A nice numerical solution from the same document shows the wavefunctions for a periodic potential well profile with a strong electric field, exhibiting a strong wavefunction localization. Notice that the wavefunctions are of identical form from well to well.

What can be seen in this solution is that the stationary states are split by $\hbar \omega_B$, but much like the quantum harmonic oscillator (where the levels are split by $\hbar \omega$), nothing is actually oscillating until one has a wavepacket (or a linear superposition of eigenstates). Therefore, the Bloch oscillations cannot be observed in the ground state (which includes the the applied electric field) in a semiconducting superlattice since it is an insulator! One must first generate a wavepacket in the solid.
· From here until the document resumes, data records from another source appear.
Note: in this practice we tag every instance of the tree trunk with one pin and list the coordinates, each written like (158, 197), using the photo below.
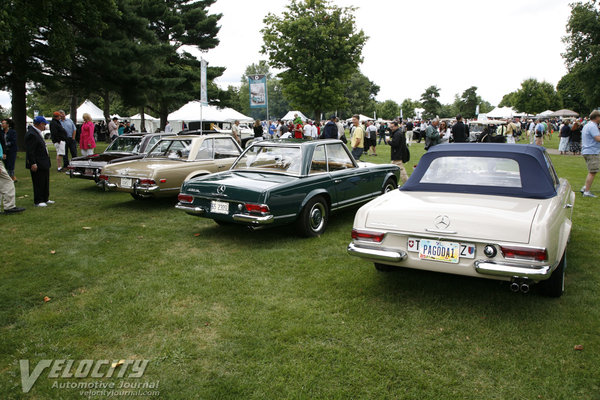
(106, 108)
(163, 114)
(143, 120)
(74, 109)
(19, 109)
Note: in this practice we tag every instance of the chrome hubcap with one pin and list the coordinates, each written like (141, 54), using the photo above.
(317, 220)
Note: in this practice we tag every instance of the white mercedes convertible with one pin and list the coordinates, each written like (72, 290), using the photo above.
(496, 211)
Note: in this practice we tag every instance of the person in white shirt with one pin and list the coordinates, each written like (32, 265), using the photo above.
(308, 130)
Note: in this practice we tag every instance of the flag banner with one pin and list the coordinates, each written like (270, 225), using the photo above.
(258, 91)
(203, 91)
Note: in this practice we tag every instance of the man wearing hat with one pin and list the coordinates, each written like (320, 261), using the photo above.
(37, 161)
(330, 129)
(58, 135)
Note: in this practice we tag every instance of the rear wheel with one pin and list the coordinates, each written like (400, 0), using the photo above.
(555, 285)
(385, 268)
(389, 185)
(313, 218)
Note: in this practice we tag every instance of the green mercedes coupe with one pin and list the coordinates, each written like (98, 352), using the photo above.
(285, 181)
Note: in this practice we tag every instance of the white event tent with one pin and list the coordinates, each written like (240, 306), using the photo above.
(191, 112)
(151, 123)
(291, 115)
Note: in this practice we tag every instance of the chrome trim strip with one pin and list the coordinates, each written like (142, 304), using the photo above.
(374, 254)
(253, 219)
(440, 231)
(190, 209)
(520, 270)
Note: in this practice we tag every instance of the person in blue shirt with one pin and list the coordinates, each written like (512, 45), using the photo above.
(590, 149)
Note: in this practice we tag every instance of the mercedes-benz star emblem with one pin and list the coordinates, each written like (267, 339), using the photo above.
(441, 222)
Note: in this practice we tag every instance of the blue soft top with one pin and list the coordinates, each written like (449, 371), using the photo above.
(536, 181)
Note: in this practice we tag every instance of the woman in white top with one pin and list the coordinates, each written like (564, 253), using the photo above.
(445, 132)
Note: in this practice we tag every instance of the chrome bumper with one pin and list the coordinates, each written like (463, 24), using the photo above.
(376, 254)
(538, 272)
(253, 219)
(190, 209)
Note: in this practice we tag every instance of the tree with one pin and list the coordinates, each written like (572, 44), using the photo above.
(389, 109)
(360, 94)
(430, 102)
(318, 48)
(534, 97)
(571, 90)
(508, 100)
(408, 108)
(37, 43)
(582, 56)
(177, 80)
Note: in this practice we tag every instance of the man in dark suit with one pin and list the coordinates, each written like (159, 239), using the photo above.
(38, 161)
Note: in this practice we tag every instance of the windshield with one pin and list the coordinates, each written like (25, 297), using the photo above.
(125, 144)
(172, 149)
(479, 171)
(271, 158)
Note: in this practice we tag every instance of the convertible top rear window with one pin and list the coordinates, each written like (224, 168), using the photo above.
(477, 171)
(484, 168)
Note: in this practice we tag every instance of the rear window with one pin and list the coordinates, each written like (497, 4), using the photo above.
(475, 171)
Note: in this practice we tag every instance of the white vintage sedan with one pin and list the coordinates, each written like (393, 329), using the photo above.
(496, 211)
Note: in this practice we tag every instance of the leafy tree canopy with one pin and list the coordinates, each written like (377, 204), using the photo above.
(318, 47)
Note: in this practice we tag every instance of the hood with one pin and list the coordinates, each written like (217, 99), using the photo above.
(477, 217)
(236, 185)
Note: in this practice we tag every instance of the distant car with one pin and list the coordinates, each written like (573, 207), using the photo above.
(285, 181)
(496, 211)
(169, 163)
(131, 145)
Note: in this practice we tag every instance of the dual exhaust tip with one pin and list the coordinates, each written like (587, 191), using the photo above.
(520, 286)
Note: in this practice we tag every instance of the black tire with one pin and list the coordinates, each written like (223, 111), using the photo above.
(385, 268)
(389, 185)
(313, 218)
(555, 285)
(139, 196)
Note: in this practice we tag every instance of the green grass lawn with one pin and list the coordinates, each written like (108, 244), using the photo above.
(229, 313)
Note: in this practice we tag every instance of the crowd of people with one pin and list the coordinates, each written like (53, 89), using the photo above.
(578, 136)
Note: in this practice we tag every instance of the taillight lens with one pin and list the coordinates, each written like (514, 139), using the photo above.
(368, 236)
(185, 198)
(524, 253)
(258, 208)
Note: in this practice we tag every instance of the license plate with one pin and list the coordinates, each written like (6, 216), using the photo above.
(219, 207)
(465, 250)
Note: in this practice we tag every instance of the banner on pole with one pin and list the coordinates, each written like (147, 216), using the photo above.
(203, 91)
(258, 91)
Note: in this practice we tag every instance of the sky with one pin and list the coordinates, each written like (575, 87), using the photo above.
(494, 45)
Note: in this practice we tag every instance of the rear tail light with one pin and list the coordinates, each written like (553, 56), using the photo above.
(524, 253)
(368, 236)
(185, 198)
(257, 208)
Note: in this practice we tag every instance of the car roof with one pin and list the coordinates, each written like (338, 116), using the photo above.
(536, 179)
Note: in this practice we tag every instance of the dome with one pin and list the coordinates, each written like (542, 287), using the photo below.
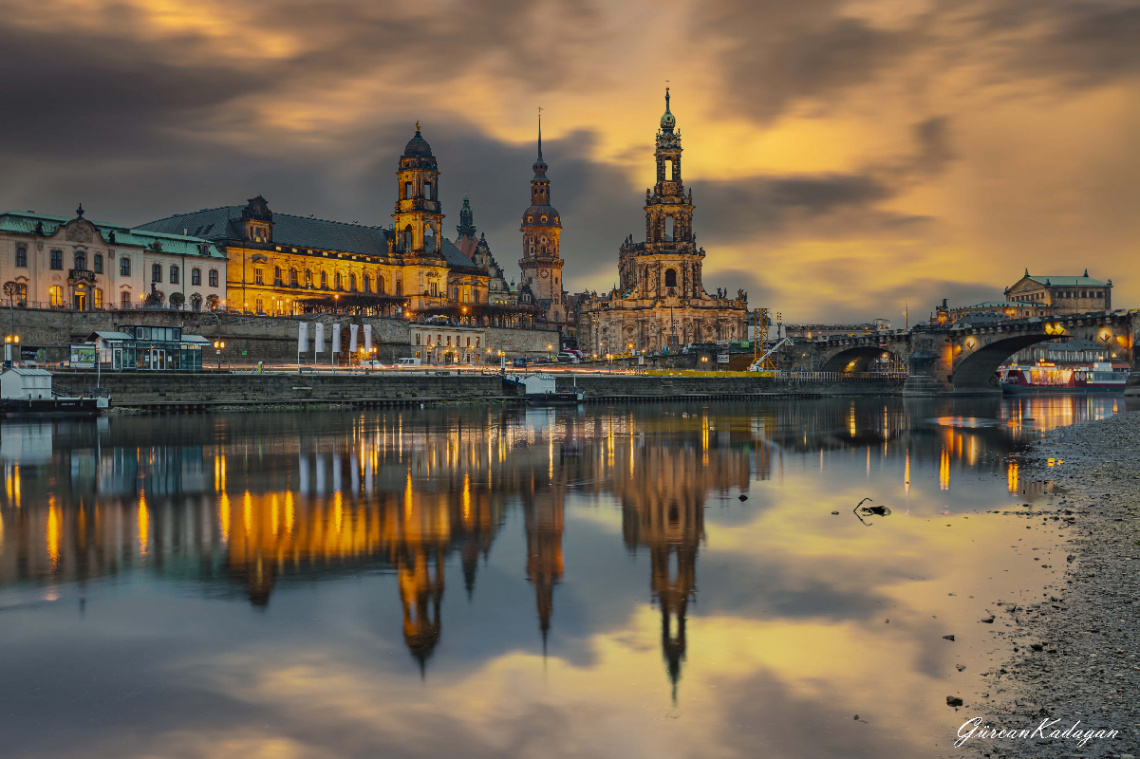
(417, 147)
(542, 215)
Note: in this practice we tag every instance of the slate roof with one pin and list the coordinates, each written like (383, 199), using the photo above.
(24, 222)
(1068, 282)
(225, 223)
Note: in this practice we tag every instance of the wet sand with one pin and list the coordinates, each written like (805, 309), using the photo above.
(1077, 652)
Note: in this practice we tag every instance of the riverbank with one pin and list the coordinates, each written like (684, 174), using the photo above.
(1079, 651)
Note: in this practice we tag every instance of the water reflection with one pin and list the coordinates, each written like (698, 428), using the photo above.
(253, 505)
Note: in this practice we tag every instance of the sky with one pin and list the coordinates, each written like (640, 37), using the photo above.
(847, 160)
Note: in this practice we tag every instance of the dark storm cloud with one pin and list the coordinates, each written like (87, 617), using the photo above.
(776, 55)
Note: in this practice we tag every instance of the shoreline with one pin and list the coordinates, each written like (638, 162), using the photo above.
(1077, 655)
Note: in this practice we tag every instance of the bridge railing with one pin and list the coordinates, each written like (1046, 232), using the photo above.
(841, 376)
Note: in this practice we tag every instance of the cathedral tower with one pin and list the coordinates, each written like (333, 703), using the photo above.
(417, 217)
(542, 267)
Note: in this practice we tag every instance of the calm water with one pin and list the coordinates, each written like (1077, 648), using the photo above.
(513, 582)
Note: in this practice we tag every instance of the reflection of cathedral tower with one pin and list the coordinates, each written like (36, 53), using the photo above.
(544, 554)
(668, 517)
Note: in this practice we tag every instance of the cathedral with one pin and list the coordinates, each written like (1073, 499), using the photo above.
(660, 302)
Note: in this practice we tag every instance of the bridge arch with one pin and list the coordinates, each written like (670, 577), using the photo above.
(977, 370)
(855, 358)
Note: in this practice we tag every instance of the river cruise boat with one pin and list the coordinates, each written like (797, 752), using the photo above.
(29, 392)
(1045, 377)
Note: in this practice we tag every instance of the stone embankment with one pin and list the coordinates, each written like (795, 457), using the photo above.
(1080, 653)
(205, 390)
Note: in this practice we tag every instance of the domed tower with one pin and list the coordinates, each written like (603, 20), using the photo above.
(542, 266)
(417, 217)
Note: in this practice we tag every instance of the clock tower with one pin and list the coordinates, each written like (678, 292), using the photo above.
(542, 266)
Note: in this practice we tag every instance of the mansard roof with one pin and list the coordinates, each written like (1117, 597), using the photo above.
(25, 222)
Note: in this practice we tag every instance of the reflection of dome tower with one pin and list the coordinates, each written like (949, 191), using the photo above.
(417, 217)
(421, 594)
(544, 554)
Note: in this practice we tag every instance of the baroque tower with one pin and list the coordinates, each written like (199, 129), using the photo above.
(542, 266)
(417, 217)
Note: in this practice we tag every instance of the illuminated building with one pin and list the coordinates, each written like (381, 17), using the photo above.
(56, 262)
(282, 263)
(660, 301)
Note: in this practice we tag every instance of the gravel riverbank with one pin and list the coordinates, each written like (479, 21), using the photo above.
(1079, 652)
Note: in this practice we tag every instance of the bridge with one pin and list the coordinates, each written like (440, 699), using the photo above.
(963, 357)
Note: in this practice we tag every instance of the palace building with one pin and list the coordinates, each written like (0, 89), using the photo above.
(57, 262)
(660, 302)
(282, 263)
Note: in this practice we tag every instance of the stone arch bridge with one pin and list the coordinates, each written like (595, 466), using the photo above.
(963, 358)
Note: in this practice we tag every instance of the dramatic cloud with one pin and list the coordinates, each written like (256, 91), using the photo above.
(844, 156)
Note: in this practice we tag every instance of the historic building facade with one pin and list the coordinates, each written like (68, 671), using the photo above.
(542, 263)
(661, 301)
(56, 262)
(282, 263)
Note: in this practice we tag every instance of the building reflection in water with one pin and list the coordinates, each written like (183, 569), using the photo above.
(247, 503)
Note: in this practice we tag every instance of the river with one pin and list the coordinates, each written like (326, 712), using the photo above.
(661, 580)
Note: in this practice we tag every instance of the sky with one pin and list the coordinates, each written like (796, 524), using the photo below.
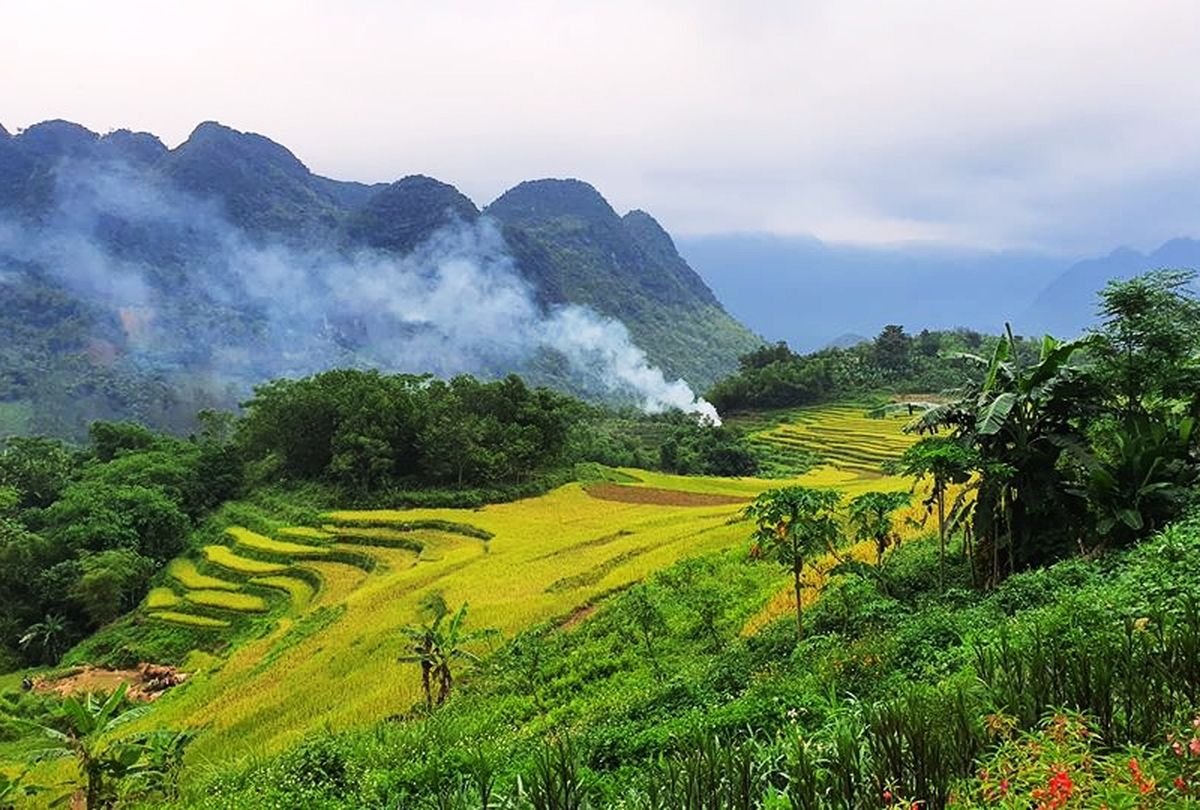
(1066, 126)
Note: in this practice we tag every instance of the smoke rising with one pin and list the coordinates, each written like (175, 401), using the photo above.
(187, 289)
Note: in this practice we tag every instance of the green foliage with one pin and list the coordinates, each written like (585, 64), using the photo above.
(793, 526)
(775, 377)
(871, 515)
(89, 738)
(365, 431)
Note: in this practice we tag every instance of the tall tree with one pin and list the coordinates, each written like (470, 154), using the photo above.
(871, 515)
(90, 739)
(793, 526)
(946, 461)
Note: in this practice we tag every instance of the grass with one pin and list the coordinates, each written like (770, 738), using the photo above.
(189, 619)
(227, 600)
(255, 541)
(225, 557)
(517, 564)
(184, 571)
(298, 591)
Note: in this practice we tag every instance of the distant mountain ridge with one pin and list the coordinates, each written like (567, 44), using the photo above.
(857, 289)
(563, 239)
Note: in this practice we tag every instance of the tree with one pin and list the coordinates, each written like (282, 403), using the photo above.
(947, 461)
(35, 467)
(89, 739)
(1147, 345)
(645, 617)
(48, 636)
(113, 582)
(871, 515)
(437, 645)
(793, 525)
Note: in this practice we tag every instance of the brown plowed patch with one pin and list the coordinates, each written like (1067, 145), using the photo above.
(648, 495)
(147, 683)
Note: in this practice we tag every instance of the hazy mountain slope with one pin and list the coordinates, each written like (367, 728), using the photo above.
(1067, 305)
(625, 268)
(808, 292)
(225, 261)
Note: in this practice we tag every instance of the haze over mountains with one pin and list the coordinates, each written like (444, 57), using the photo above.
(829, 294)
(132, 271)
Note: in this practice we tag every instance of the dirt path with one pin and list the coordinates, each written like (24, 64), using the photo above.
(147, 682)
(648, 495)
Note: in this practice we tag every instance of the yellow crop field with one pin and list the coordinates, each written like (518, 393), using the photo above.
(184, 571)
(333, 660)
(225, 557)
(191, 619)
(228, 600)
(255, 541)
(162, 598)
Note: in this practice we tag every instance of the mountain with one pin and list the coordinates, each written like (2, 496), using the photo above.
(625, 268)
(132, 271)
(1067, 305)
(821, 291)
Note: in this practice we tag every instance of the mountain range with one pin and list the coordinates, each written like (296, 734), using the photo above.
(831, 294)
(145, 281)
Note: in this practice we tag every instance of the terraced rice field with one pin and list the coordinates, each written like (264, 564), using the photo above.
(328, 646)
(844, 437)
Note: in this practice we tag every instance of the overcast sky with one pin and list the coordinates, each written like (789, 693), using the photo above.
(1060, 125)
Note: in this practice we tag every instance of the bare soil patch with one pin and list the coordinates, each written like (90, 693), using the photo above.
(147, 682)
(648, 495)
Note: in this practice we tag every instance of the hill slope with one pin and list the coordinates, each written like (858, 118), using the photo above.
(137, 269)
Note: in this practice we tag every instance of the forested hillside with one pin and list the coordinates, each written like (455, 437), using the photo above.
(150, 282)
(985, 599)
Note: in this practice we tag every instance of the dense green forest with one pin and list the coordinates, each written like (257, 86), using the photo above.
(1038, 647)
(929, 363)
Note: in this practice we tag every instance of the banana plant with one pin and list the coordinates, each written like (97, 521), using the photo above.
(103, 757)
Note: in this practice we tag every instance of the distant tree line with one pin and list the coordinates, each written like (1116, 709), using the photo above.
(777, 377)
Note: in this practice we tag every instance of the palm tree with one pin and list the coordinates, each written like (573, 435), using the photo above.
(870, 514)
(793, 523)
(436, 647)
(89, 741)
(48, 636)
(1018, 424)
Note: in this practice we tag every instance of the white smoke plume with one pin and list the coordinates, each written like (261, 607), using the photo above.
(456, 304)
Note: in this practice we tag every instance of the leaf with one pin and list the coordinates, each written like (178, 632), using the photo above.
(996, 414)
(1131, 517)
(997, 358)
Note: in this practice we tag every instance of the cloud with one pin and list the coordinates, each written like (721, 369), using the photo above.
(994, 124)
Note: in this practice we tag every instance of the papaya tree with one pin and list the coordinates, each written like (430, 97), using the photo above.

In the landmark paper that finally announced the existence of Bloch oscillations, Waschke et. al. generated a wavepacket in a GaAs-GaAlAs superlattice using a laser pulse. The pulse was incident on a sample with an applied electric field along the superlattice direction, and they were able to observe radiation emitted from the sample due to the Bloch oscillations. I should mention that superlattices must be used to observe the Wannier-Stark ladder and Bloch oscillations because $\omega_B$, which scales with the width of the quantum well, needs to be fast enough that the electrons don’t scatter from impurities and phonons. Here is the famous plot from the aforementioned paper showing that the frequency of the emitted radiation from the Bloch oscillations can be tuned using an electric field:

This is a pretty remarkable experiment, one of those which took 60 years from its first proposal to finally be observed.